The Basics of the Aerospace Pressure Transducer for Flight Testing
Many of us have traveled via plane at some point in our lives. Even if you’ve never set foot on a plane, you’re likely to have seen them throughout your life. No matter if you have flown before or not, most of us can agreed we never really spent a whole lot of time thinking about how they work. Keeping a plane, or any aircraft for that matter, in the air is a complicated process that relies on specific equipment. A pressure transducer is one piece of equipment that is involved in the flight process of all aircrafts.
More specifically, a certain type of transducer is used during the building phase of the aircraft, before the aircraft construction is complete, when the flight testing is in process. This specialized piece of equipment involved in this testing process is called an aerospace pressure transducer, which we offer here at Validyne.
How Do They Work?
Pressure transducers can also be known as transmitters, senders, indicators, piezometers, and manometers. Regardless of the name, the function is essentially the same. The device works to convert one form of energy to another. It usually converts a signal in one form of energy to a signal in a different form. An aerospace pressure transducer can come in many different product families depending on its application.
There is a lot of industry-specific material out there about pressure transducers and the aerospace industry. If you want to read up on the subject, here are a few key terms to keep in mind:
- Range: the minimum through maximum pressures you can accurately measure with a transducer
- Over-range capability: the maximum magnitude or pressure that you can apply to a transducer without causing a performance change
- Burst pressure: the fluid pressure at which mechanical failure or fluid leakage from the transducer can be expected.

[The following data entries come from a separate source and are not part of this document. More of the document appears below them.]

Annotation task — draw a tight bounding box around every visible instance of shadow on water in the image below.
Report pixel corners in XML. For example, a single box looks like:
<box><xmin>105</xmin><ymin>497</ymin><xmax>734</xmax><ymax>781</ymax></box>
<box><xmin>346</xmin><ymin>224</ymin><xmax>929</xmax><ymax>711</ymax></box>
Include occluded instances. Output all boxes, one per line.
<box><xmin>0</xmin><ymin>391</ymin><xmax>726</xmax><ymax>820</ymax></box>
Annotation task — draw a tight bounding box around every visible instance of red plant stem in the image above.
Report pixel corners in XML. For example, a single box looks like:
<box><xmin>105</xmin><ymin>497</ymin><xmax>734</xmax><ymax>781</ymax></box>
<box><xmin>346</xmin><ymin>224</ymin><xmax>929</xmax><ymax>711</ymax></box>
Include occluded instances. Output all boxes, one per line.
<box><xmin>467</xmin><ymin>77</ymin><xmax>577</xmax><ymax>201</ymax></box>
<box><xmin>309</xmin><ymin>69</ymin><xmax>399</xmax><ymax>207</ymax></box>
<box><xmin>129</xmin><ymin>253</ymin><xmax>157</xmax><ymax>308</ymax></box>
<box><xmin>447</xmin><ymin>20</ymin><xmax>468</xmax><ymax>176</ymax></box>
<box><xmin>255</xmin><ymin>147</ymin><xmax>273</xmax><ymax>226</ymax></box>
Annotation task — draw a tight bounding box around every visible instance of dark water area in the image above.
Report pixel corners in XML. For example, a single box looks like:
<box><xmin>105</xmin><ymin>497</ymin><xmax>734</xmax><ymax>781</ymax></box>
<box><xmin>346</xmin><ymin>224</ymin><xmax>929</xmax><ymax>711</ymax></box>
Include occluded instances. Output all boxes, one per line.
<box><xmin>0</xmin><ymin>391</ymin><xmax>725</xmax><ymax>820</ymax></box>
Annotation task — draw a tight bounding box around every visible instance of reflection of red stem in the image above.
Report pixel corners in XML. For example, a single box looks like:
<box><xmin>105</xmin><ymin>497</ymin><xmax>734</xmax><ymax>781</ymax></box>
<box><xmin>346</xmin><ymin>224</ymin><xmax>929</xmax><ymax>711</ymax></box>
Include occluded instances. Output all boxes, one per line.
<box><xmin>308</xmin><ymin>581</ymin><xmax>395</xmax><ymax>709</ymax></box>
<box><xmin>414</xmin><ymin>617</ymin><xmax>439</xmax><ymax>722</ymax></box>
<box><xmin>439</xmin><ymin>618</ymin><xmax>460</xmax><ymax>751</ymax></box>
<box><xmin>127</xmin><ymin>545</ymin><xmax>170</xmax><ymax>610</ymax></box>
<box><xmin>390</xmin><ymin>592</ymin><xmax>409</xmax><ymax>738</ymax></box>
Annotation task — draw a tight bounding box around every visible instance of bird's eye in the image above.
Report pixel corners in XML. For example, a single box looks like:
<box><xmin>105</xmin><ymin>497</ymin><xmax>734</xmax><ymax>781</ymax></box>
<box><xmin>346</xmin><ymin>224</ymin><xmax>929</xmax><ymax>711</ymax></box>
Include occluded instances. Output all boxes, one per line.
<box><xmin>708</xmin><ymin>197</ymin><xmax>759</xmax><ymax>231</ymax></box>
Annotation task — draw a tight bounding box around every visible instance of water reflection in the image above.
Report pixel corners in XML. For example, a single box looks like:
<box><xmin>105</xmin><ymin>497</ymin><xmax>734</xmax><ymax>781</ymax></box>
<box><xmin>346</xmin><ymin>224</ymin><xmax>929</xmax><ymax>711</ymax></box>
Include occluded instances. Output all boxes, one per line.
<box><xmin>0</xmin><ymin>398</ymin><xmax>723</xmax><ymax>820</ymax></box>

- FSO: also known as full-scale output, the variation in the output signals as the transducer performs over a calibrated range from minimum to max pressure at a specific temperature
- Zero unbalance: the residual output of an excited transducer with no applied pressure
The Aerospace Industry
At Validyne, we carry pressure transducers that can serve the flight testing needs of the aerospace industry. Aerospace pressure transducers serve testing purposes in the final procedure before an aircraft is done being manufactured. Before the airplane is finalized, the transducers are removed from the aircraft, which can be ready for commercial or private takeoff.